3 women pass Marine Corps endurance test
Three female Marine Corps officers on Thursday passed the grueling combat endurance test that kicks off the service’s screening for infantry officers, paving the way for the first woman to potentially graduate from the program.
The test is conducted at Quantico, Va., and is designed to assess each individual’s ability to withstand exhausting physical conditions and make difficult decisions at the same time. Twenty-four female volunteers have attempted the Marine Corps’ Infantry Officer Course, but none have passed to date. One woman passed the initial endurance test in 2012 but was dropped from the course about a week later because of stress fractures in her foot.
The integration of women at the Infantry Officer Course is one of the high-profile parts of the Pentagon’s ongoing research into which new jobs women should be allowed to serve in while in combat units. The infantry officer course that began Thursday included 93 men and seven women, said Capt. Maureen Krebs, a Marine Corps spokeswoman. Sixty-seven men passed along with the three women, and will continue through training.
Two of the women who passed the combat endurance test Thursday are captains who volunteered, Marine officials said. The third is a female lieutenant who attempted the course in July and did not pass, but opted to try again. The Marine Corps will not release their identities, citing federal guidelines for conducting human research.
The women who passed Thursday did so after Marine Corps leaders decided in July to open the Infantry Officer Course to active-duty female officers who are “company-grade,” including not only new lieutenants, but seasoned ones and captains, too. Those who volunteer were required to meet a new requirement: Completion of the male version of the service’s annual Physical Fitness Test and the Combat Fitness Test with first-class scores.
If the women pass the infantry course, they still will not be allowed to join the infantry. The Infantry Officer Course was opened on an experimental basis, and the job itself remains closed to women, Marine officials said.
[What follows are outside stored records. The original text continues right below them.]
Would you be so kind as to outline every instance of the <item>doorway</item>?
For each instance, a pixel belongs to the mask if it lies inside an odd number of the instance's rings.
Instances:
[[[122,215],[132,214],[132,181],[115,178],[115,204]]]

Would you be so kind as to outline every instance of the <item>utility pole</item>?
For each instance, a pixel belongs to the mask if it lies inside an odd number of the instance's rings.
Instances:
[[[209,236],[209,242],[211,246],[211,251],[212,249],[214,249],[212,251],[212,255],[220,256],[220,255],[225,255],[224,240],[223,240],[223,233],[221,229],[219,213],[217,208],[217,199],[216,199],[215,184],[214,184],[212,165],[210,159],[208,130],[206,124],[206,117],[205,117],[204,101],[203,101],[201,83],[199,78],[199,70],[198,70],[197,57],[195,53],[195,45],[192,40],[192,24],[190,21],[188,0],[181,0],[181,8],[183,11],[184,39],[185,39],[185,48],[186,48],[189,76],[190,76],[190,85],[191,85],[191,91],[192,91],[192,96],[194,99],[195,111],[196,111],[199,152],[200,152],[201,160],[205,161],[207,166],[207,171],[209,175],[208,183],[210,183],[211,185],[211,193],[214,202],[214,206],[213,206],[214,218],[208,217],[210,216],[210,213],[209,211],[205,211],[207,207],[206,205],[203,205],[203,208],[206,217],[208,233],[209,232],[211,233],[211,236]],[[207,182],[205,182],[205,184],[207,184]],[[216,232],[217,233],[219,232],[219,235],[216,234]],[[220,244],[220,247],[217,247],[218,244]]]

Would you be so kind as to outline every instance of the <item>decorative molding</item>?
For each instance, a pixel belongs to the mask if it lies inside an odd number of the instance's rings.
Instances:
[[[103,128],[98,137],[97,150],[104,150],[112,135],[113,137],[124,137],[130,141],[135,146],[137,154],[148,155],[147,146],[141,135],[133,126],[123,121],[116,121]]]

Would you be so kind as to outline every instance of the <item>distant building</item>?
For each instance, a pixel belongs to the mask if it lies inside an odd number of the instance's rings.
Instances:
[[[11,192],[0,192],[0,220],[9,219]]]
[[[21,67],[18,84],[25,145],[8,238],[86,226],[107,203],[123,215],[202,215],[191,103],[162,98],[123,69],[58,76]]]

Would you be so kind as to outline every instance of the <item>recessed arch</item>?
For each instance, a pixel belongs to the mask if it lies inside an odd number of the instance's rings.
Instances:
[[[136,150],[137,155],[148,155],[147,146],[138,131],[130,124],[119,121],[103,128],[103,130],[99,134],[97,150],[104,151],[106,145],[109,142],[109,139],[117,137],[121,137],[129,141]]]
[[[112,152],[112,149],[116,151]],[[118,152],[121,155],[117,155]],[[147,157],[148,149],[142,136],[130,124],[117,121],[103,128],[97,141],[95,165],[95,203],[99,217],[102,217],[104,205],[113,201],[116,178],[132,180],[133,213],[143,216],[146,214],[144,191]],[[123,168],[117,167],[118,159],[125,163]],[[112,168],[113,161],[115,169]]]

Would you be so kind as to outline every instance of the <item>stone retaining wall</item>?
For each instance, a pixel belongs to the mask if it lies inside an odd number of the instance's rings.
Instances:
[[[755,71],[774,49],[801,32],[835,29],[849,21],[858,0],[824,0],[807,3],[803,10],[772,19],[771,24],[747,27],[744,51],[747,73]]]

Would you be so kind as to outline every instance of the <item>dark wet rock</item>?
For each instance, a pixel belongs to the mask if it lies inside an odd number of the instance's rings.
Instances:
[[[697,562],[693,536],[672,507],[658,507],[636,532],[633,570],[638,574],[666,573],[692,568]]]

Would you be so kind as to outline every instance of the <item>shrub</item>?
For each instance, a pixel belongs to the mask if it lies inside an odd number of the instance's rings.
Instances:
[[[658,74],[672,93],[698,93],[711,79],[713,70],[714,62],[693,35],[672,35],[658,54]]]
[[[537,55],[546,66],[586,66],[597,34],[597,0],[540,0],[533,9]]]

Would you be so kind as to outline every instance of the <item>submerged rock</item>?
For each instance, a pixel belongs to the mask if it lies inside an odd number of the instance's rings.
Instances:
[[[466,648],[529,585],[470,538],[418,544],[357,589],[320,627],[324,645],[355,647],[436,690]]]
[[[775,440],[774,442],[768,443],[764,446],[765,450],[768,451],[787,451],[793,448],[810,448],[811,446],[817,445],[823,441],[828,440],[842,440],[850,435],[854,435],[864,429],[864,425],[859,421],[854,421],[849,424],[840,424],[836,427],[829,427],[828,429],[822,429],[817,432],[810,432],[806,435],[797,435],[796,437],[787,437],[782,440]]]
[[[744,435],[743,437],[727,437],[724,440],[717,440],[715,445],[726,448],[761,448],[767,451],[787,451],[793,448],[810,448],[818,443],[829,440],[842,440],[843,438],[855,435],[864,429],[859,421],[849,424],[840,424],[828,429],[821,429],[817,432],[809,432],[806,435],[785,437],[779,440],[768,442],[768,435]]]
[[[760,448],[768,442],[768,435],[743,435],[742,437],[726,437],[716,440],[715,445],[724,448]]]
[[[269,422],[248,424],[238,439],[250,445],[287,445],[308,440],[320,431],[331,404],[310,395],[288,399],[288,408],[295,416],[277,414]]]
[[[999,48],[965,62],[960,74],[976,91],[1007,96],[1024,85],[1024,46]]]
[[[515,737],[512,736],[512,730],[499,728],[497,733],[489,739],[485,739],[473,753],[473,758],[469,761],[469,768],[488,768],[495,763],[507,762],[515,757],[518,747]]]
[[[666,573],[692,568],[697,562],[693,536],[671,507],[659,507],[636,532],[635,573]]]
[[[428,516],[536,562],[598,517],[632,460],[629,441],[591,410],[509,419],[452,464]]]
Critics of opening the all-male infantry say doing so would weaken it. They cite privacy issues, and raise questions about whether political correctness would pave the way for a relaxing of standard. They also bring up cultural issues about whether men and women can work together effectively in high-stress situations. Others say women, if given the chance, will prove they can serve with distinction in the infantry, and that integrating them could help alleviate long-term problems in the military like sexual assault
Other services also are grappling with how to expand the integration of women in the military. Army Ranger School, for example was opened on experimental basis for the first time to women this month. They have until Dec. 1 to volunteer, and will do so on a one-time basis only, Army Col. Linda Sheimo told reporters at a conference on Friday.